‘But still, like dust, I’ll rise’ (after Maya Angelou)
Curated by Vivienne Dick

Galway Arts Centre June 1st – July 6th

There have been various debates about what role a curator should take – from Robert Storr’s position of ‘exhibition maker’ to Rossen Ventzislavov’s view that a curator can create multiple meanings through their intelligent art selection, thematic concepts and spatial awareness, all of which contribute to new custodial narratives, adding conceptual layers to existing works and thus offering new meanings for the viewer. Vivienne Dick’s ‘But still, like dust, I’ll rise’ definitely falls into the latter. The root of this exhibition is the 1970’s as shown by the title, borrowing from Maya Angelou’s 1978 poem, a strident and sassy voice for oppressed women of colour to make their voices heard, to the inclusion of the seminal work by Dara Birnbaum, Technology/Transformation: Wonder Woman (1978-79). This period marks the start of feminist art history – spearheaded by Linda Nochlin et al, what followed was an art revolution in terms of media and subject matter which has now become the norm for contemporary artists of all genders.

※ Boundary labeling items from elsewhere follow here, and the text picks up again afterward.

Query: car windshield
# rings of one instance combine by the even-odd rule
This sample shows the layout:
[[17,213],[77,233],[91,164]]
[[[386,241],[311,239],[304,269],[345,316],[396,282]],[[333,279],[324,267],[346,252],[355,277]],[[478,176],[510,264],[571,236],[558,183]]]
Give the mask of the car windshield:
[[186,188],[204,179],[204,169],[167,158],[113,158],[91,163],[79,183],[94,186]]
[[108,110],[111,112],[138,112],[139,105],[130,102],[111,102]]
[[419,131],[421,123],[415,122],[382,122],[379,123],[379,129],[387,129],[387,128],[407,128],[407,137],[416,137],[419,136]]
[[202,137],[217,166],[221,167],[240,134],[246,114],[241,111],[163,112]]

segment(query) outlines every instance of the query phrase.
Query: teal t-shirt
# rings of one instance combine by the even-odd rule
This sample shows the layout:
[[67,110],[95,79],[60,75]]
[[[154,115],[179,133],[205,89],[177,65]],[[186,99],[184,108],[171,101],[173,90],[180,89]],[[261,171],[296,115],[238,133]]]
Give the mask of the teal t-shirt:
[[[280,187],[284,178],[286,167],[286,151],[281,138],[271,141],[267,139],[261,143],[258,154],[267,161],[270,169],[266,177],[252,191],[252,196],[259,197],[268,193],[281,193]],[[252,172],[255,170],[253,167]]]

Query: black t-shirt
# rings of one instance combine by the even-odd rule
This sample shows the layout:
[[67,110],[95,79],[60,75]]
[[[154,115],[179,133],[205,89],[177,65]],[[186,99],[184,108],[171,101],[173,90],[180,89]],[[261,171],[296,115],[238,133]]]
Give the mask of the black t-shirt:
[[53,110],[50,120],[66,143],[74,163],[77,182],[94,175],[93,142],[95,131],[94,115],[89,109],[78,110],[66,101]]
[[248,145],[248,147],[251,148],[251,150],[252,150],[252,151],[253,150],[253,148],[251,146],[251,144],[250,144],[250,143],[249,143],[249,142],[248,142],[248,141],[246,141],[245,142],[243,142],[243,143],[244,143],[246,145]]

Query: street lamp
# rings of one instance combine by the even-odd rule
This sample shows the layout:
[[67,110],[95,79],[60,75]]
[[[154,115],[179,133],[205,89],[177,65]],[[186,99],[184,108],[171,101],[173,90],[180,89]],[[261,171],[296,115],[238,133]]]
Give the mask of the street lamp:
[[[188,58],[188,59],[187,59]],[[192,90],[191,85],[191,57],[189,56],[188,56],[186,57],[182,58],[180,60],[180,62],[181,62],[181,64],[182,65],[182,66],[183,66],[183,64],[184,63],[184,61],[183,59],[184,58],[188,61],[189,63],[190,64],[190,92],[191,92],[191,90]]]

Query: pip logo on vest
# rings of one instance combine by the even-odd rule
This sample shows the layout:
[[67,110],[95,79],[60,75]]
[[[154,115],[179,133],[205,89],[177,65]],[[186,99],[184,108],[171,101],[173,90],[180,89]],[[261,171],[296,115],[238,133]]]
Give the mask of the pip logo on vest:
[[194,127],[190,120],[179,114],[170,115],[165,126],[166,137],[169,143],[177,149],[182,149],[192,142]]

The careful juxtaposition of intergenerational works creates aesthetics of space by repetition and cyclical flows, metaphorically alluding to the fragility and potential erasure of cultural and political gains, as well as the creation and destruction of the planet due to patriarchal systems. This phenomenological sense of becoming is unapologetically, affirmatively from a feminine root – a ‘strategic essentialism’ reinforcing the views of the influential feminist theorist Luce Irigarary, who like Dick has been addressing ‘the gender question’ since the 1970s. This authentic curatorial voice, embedded in the historiography of feminist art, gives the exhibition a powerful resonance.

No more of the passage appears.